As far as the Surly rings, as asterisk said, it's fine with the larger rings. I first had the 3/32 8-speed chain on the 36 ring and never noticed anything funny. It was only when I got to the 32 tooth ring did it not wrap well. Then I looked closed at how it wrapped the 36 and it wasn't perfect, but I never noticed when riding it. The teeth are so tall that it masked the problem.

But at the same time, that's the beauty of the Surly rings for SS use... they're very tolerant of chain tension issues, etc. I still think the 1/8 is the way to go, but that's just me.

As far as your crank, you never mentioned before which FSA model you have and which BB you have. Do you happen to know? This will help, because that will determine what/if you can change small parts in your setup (like spacers in an external bearing system) or need a new BB, etc to get the chainline you need.

As far as hub, I'm not sure it's that crucial to go with 130 or 135. Some may know better than I, but there are other things you can do with the front ring (mount it on the inside of the spider, on the outside, use small spacers) to get what you need. There are options that don't have to cost you much more $$.


----------



## ShadowsCast (Oct 16, 2008)

The bottom bracket is the Shimano Deore LX, #BB-UN54, 68x113mm according to the Surly site, and the crank set has rubbed off the crank arms, but it still says FSA on the arm, and on the website it says Andel for the model, and "Forged arms, Silver aluminum, granny ring compatible. 110mm BCD rings, 36 & 48t, ramped and pinned, Black" for the description. I guess that answers the question about which "BCD" my rings need to be.


----------



## asterisk (Oct 21, 2003)

If you haven't built up the hub I'd ebay the hub and buy a 130mm to avoid having to adjust your crank to match the chainline of the 135mm hub.

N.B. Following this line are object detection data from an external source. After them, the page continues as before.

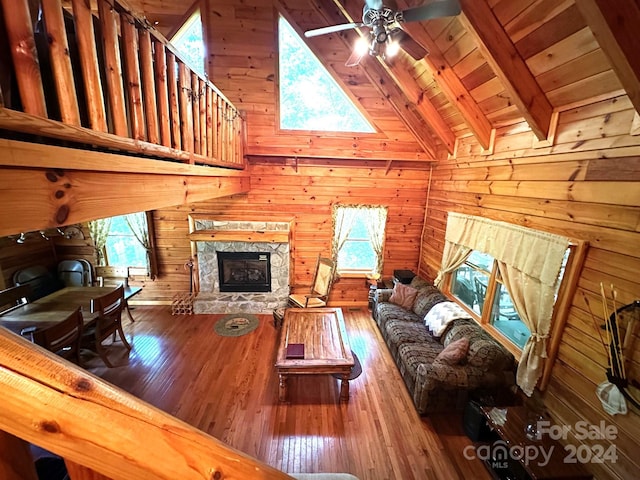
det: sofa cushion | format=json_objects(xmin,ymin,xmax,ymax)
[
  {"xmin": 375, "ymin": 302, "xmax": 424, "ymax": 333},
  {"xmin": 397, "ymin": 342, "xmax": 442, "ymax": 392},
  {"xmin": 424, "ymin": 302, "xmax": 469, "ymax": 337},
  {"xmin": 382, "ymin": 320, "xmax": 440, "ymax": 363},
  {"xmin": 389, "ymin": 282, "xmax": 418, "ymax": 310},
  {"xmin": 440, "ymin": 318, "xmax": 487, "ymax": 347},
  {"xmin": 409, "ymin": 276, "xmax": 433, "ymax": 290},
  {"xmin": 435, "ymin": 338, "xmax": 469, "ymax": 365},
  {"xmin": 413, "ymin": 285, "xmax": 449, "ymax": 319},
  {"xmin": 467, "ymin": 339, "xmax": 507, "ymax": 371}
]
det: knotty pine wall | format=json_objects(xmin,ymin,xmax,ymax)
[
  {"xmin": 144, "ymin": 159, "xmax": 429, "ymax": 307},
  {"xmin": 422, "ymin": 92, "xmax": 640, "ymax": 479}
]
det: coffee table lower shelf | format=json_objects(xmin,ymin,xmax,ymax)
[{"xmin": 275, "ymin": 308, "xmax": 355, "ymax": 402}]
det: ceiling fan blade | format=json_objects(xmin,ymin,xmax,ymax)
[
  {"xmin": 345, "ymin": 51, "xmax": 367, "ymax": 67},
  {"xmin": 401, "ymin": 0, "xmax": 461, "ymax": 22},
  {"xmin": 304, "ymin": 23, "xmax": 364, "ymax": 38}
]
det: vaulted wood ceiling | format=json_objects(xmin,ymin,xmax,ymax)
[{"xmin": 129, "ymin": 0, "xmax": 640, "ymax": 160}]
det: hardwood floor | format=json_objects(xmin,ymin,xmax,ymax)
[{"xmin": 86, "ymin": 307, "xmax": 491, "ymax": 480}]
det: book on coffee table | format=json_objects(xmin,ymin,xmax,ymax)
[{"xmin": 285, "ymin": 343, "xmax": 304, "ymax": 358}]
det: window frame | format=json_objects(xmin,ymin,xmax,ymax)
[
  {"xmin": 103, "ymin": 212, "xmax": 151, "ymax": 276},
  {"xmin": 274, "ymin": 14, "xmax": 380, "ymax": 134},
  {"xmin": 167, "ymin": 7, "xmax": 207, "ymax": 77},
  {"xmin": 443, "ymin": 239, "xmax": 588, "ymax": 391},
  {"xmin": 332, "ymin": 205, "xmax": 388, "ymax": 278}
]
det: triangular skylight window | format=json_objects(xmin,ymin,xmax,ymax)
[
  {"xmin": 171, "ymin": 10, "xmax": 204, "ymax": 77},
  {"xmin": 278, "ymin": 16, "xmax": 375, "ymax": 133}
]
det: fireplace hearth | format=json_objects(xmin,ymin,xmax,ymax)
[
  {"xmin": 216, "ymin": 251, "xmax": 271, "ymax": 292},
  {"xmin": 193, "ymin": 219, "xmax": 291, "ymax": 314}
]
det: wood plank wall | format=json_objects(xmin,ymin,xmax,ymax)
[
  {"xmin": 421, "ymin": 92, "xmax": 640, "ymax": 479},
  {"xmin": 144, "ymin": 159, "xmax": 429, "ymax": 306}
]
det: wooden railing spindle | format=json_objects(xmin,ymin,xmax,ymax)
[
  {"xmin": 178, "ymin": 62, "xmax": 194, "ymax": 153},
  {"xmin": 42, "ymin": 0, "xmax": 80, "ymax": 126},
  {"xmin": 214, "ymin": 95, "xmax": 224, "ymax": 160},
  {"xmin": 153, "ymin": 42, "xmax": 171, "ymax": 147},
  {"xmin": 191, "ymin": 72, "xmax": 202, "ymax": 155},
  {"xmin": 198, "ymin": 78, "xmax": 207, "ymax": 156},
  {"xmin": 206, "ymin": 85, "xmax": 215, "ymax": 157},
  {"xmin": 167, "ymin": 52, "xmax": 182, "ymax": 150},
  {"xmin": 98, "ymin": 0, "xmax": 129, "ymax": 137},
  {"xmin": 120, "ymin": 14, "xmax": 147, "ymax": 140},
  {"xmin": 71, "ymin": 0, "xmax": 108, "ymax": 132},
  {"xmin": 0, "ymin": 0, "xmax": 246, "ymax": 168},
  {"xmin": 138, "ymin": 28, "xmax": 160, "ymax": 143},
  {"xmin": 2, "ymin": 0, "xmax": 47, "ymax": 117}
]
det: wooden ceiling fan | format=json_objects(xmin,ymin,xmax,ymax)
[{"xmin": 304, "ymin": 0, "xmax": 460, "ymax": 67}]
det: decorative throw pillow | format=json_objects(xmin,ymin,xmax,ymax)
[
  {"xmin": 389, "ymin": 282, "xmax": 418, "ymax": 310},
  {"xmin": 424, "ymin": 302, "xmax": 470, "ymax": 337},
  {"xmin": 436, "ymin": 338, "xmax": 469, "ymax": 365}
]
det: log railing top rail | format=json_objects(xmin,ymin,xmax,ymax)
[
  {"xmin": 0, "ymin": 328, "xmax": 292, "ymax": 480},
  {"xmin": 0, "ymin": 0, "xmax": 245, "ymax": 168}
]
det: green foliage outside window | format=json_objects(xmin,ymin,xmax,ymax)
[{"xmin": 278, "ymin": 17, "xmax": 375, "ymax": 133}]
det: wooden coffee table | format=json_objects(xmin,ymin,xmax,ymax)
[{"xmin": 276, "ymin": 308, "xmax": 354, "ymax": 402}]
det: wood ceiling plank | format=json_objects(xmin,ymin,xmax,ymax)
[
  {"xmin": 298, "ymin": 0, "xmax": 444, "ymax": 158},
  {"xmin": 398, "ymin": 0, "xmax": 492, "ymax": 148},
  {"xmin": 460, "ymin": 0, "xmax": 553, "ymax": 140},
  {"xmin": 576, "ymin": 0, "xmax": 640, "ymax": 112},
  {"xmin": 514, "ymin": 4, "xmax": 585, "ymax": 58}
]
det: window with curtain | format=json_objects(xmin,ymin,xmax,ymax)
[
  {"xmin": 89, "ymin": 212, "xmax": 158, "ymax": 280},
  {"xmin": 105, "ymin": 214, "xmax": 147, "ymax": 268},
  {"xmin": 448, "ymin": 247, "xmax": 571, "ymax": 350},
  {"xmin": 435, "ymin": 212, "xmax": 585, "ymax": 395},
  {"xmin": 332, "ymin": 205, "xmax": 387, "ymax": 275}
]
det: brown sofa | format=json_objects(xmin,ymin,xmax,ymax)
[{"xmin": 373, "ymin": 277, "xmax": 515, "ymax": 415}]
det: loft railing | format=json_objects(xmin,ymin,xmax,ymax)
[
  {"xmin": 0, "ymin": 0, "xmax": 245, "ymax": 168},
  {"xmin": 0, "ymin": 328, "xmax": 292, "ymax": 480}
]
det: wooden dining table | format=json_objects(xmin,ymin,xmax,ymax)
[{"xmin": 0, "ymin": 286, "xmax": 142, "ymax": 334}]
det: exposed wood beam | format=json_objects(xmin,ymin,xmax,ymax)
[
  {"xmin": 378, "ymin": 48, "xmax": 456, "ymax": 154},
  {"xmin": 316, "ymin": 0, "xmax": 456, "ymax": 154},
  {"xmin": 398, "ymin": 0, "xmax": 492, "ymax": 149},
  {"xmin": 459, "ymin": 0, "xmax": 553, "ymax": 140},
  {"xmin": 302, "ymin": 0, "xmax": 438, "ymax": 158},
  {"xmin": 576, "ymin": 0, "xmax": 640, "ymax": 112},
  {"xmin": 0, "ymin": 140, "xmax": 250, "ymax": 236}
]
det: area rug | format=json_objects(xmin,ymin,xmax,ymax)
[
  {"xmin": 213, "ymin": 313, "xmax": 260, "ymax": 337},
  {"xmin": 331, "ymin": 350, "xmax": 362, "ymax": 380}
]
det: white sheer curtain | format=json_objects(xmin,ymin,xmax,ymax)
[
  {"xmin": 331, "ymin": 205, "xmax": 388, "ymax": 274},
  {"xmin": 331, "ymin": 205, "xmax": 358, "ymax": 265},
  {"xmin": 89, "ymin": 218, "xmax": 111, "ymax": 265},
  {"xmin": 446, "ymin": 212, "xmax": 569, "ymax": 396},
  {"xmin": 433, "ymin": 240, "xmax": 473, "ymax": 288},
  {"xmin": 498, "ymin": 262, "xmax": 556, "ymax": 396},
  {"xmin": 124, "ymin": 212, "xmax": 156, "ymax": 278},
  {"xmin": 366, "ymin": 207, "xmax": 387, "ymax": 274}
]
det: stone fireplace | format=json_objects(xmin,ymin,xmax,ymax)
[
  {"xmin": 216, "ymin": 251, "xmax": 271, "ymax": 292},
  {"xmin": 191, "ymin": 220, "xmax": 290, "ymax": 314}
]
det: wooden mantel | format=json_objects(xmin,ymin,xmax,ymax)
[{"xmin": 189, "ymin": 230, "xmax": 289, "ymax": 243}]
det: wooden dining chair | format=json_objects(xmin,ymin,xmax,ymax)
[
  {"xmin": 96, "ymin": 266, "xmax": 135, "ymax": 322},
  {"xmin": 0, "ymin": 285, "xmax": 31, "ymax": 315},
  {"xmin": 82, "ymin": 285, "xmax": 131, "ymax": 368},
  {"xmin": 31, "ymin": 307, "xmax": 84, "ymax": 365},
  {"xmin": 288, "ymin": 256, "xmax": 336, "ymax": 308}
]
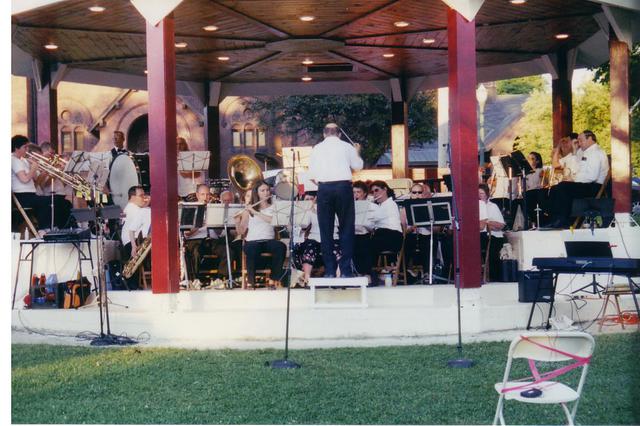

Read through Sheldon Brown's chainline page to get an idea of what you are dealing with. It explains finding rear chainline, front chainline, etc... just make sure to read/skim the whole page as it has charts that help you find chainline measurements for certain hub/freewheel combos.


----------



## cyklopath (Feb 24, 2007)

Interesting to me that the frame has 'Gnot-rite' spacing to allow running either width hub........


----------



## Howzitbroke (Jun 1, 2005)

Get a 135 hub, Surly is great even compared to Paul or Phil, certainly considering the price. 42 for the front chainring is usually a good starting point, with 17 or 18 for the rear freewheel. From there get the feel of what exactly you will need. then get an ENO. They simply rule. What is the BCD of your crank, most road are 130mm, compact road are 110 which is better of SS options. If you have 110 look for BMX 110 rings on Ebay, you can get nice FMF rings for $12. My favorite chain is the KMC Z 610 HX, or dropbuster. HEAVY duty and cheap. Kool chains are good too.


----------